The loop invariant of this algorithm can be stated as follows: At the start of each iteration of the $\mathbf{for}$ loop of lines 1-6, the subarray $A[1:i-1]$ contains the $i-1$ smallest elements of $A$ and is sorted.

Indeed the loop can stop after $n-1$ iterations. Because by the loop invariant, at the end of the $n-1$ iteration, $A[1:i-1]$ is sorted and contains the $n-1$ smallest elements. Then, $A[n]$ must be the greatest element, and it should stay its position. Therefore, the array $A$ can be sorted in $n-1$ iterations.

In the worst case, the $\mathbf{for}$ loop of lines 3-5 needs to check every element in subarray $A[i:n]$ to find the smallest one.
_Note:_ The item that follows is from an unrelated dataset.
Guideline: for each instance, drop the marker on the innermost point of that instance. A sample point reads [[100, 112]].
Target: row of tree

Thereby, We can write the running time as follows:

$$\begin{aligned} T(n) &= c_{1}\sum_{i=1}^{n=1}{(n-i)} + c_{2}(n-1) + c_{3} \\ &= c_{1}\frac{{n(n-1)}}{2} + c_{2}(n-1)+c_{3} \\ &= \frac{c_{1}}{2}n^{2}+\left( c_{2}-\frac{c_{1}}{2} \right)n+\left( c_{3}-\frac{c_{1}}{2}-c_{2} \right) \\ &= \Theta(n^{2}) \end{aligned}$$

In the best case, the situation does not change. Because the loop still needs to check every element to find the smallest one, even if it has already appeared. Hence, there is no change in the running time.

2.2-3

Consider linear search again (see Exercise 2.1-4). How many elements of the input array need to be checked on the average, assuming that the element being searched for is equally likely to be any element in the array? How about in the worst case? Using $\Theta$-notation, give the average-case and worst-case running times of linear search. Justify your answers.
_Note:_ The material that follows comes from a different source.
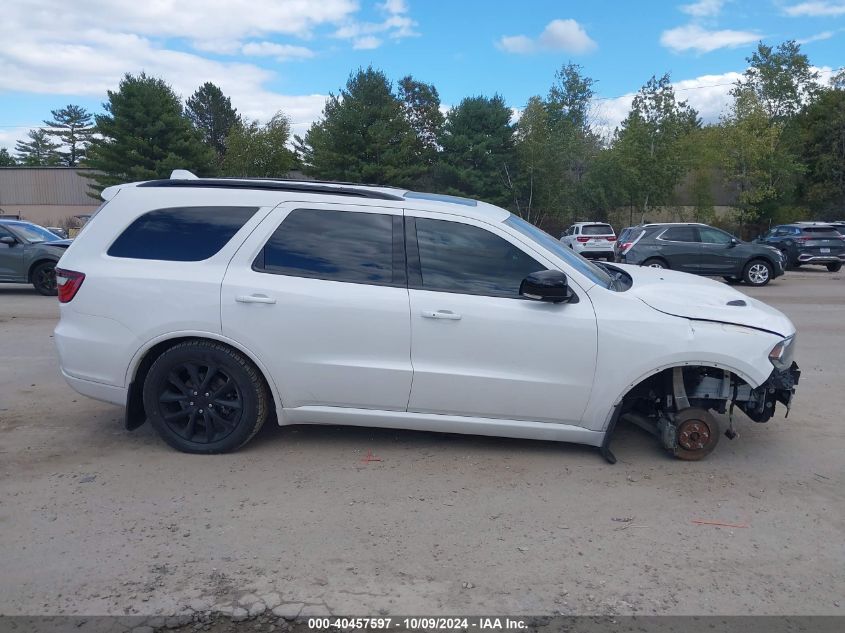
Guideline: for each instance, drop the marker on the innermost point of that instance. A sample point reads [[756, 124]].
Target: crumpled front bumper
[[780, 387]]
First, let’s consider the situation that the element being searched is in the array. In this case, the equal possibility for each position in the array is $\frac{1}{n}$. Then, the expected number of checked elements is:

$$\begin{aligned} \mathbf{E}(in) &= \sum_{i=1}^n{i \frac{1}{n}} \\ &= \frac{n(n+1)}{2n} \\ &= \frac{n+1}2{} \\ &= \frac{1}{2}n+\frac{1}{2} \\ &= \Theta(n) \end{aligned}$$

On the other hand, in the worst case, the element being searched is not in the array. Then all $n=\Theta(n)$ elements in the array must be checked.

Overall, assuming the possibility of the element being searched in the array is $p$, we can write the expected number of checked elements in the average case as follows:

$$\begin{aligned} \mathbf{E}(total) &= p\Theta (n) + (1-p)\Theta(n) \\ &= \Theta(n) \end{aligned}$$

Hence, the linear search will check $\Theta(n)$ elements both in the average case and worst case.

2.2-4

How can you modify any sorting algorithm to have a good best-case running time?

Simple! Just check if the array has been sorted before running any sorting algorithm, which gives us a $\Theta(n)$ running time in the best case.